ABRUZZO. Il tribunale amministrativo de L’Aquila si è dichiarato incompetente a decidere sul ricorso presentato dalla Maio Guglielmo srl sull'aggiudicazione dell'appalto per la raccolta e lo smaltimento dei rifiuti sanitari delle Asl abruzzesi.
Il tribunale ha indicato il Tar Lazio come sede competente per territorio.
E’ quanto stabilito nell’ordinanza depositata ieri, dopo l’udienza che si è tenuta a L’Aquila. Slitterà ancora l’affidamento dell’appalto del valore 45 milioni di euro per 6 anni piu' 2 rinnovabili con tacito consenso, affidato alla Salvaguardia Ambientale che fa capo alla famiglia Vrenna.
Prima del pronunciamento della giustizia amministrativa sul merito del ricorso, la Regione Abruzzo infatti non potrà procedere alla stipula del contratto con l'Ati capeggiata dalla Salvaguardia Ambientale spa di Crotone.
La Regione ha affidato la gara al Consip il 29 marzo del 2011. Solo dopo un lungo periodo di tempo (è passato più di un anno dalla pubblicazione del bando) l’appalto è stato affidato.

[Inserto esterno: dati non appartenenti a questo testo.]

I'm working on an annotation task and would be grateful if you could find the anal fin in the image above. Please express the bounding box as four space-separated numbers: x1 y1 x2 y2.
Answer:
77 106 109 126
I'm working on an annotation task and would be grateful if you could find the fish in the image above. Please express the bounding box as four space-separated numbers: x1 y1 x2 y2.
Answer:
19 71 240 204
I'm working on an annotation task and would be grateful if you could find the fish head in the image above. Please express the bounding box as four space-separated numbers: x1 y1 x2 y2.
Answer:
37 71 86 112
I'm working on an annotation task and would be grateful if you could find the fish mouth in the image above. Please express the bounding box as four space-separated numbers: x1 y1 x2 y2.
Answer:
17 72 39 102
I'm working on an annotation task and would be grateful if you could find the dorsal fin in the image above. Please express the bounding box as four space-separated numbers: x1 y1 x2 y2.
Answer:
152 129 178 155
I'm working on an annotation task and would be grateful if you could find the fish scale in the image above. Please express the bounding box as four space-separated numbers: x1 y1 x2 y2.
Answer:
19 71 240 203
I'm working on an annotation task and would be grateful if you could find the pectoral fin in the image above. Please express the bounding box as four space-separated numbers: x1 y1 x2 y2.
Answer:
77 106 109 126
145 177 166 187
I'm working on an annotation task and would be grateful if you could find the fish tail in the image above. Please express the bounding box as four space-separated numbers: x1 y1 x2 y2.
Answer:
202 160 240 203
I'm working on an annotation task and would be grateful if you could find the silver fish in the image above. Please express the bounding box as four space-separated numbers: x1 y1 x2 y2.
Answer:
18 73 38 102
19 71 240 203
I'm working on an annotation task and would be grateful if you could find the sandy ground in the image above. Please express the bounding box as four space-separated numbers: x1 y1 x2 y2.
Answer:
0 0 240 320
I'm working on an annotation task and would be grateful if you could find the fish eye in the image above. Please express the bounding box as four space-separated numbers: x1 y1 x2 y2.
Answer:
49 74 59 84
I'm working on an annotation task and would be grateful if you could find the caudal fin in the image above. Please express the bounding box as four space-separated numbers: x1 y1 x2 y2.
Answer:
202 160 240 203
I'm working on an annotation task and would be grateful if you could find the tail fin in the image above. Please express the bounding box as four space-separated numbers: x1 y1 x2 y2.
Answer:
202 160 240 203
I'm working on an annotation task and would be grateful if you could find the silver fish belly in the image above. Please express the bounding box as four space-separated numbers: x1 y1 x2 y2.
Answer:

La scelta non è andata giù al gruppo Maio, (attuale gestore della raccolta e smaltimento dei rifiuti ospedalieri abruzzesi con base ad Atessa a pochi chilometri di distanza dai 15 ospedali abruzzesi che usufruiranno del servizio) che ha presentato ricorso contro la ditta vincitrice, la Regione Abruzzo e Consip. Anche la ditta Mengozzi di Forlì ha partecipato alla gara.
La procedura è stata aggiudicata secondo criteri di qualità e risparmio dei costi ma la Maio ha contestato vizi procedurali nella presentazione dell’offerta da parte della vincitrice.
Il Tar de L’Aquila avrebbe dovuto pronunciarsi a settembre ma la Salvaguardia Ambientale ha presentato ricorso incidentale il 10 settembre ottenendo il rinvio della seduta al 24 novembre.
m.b.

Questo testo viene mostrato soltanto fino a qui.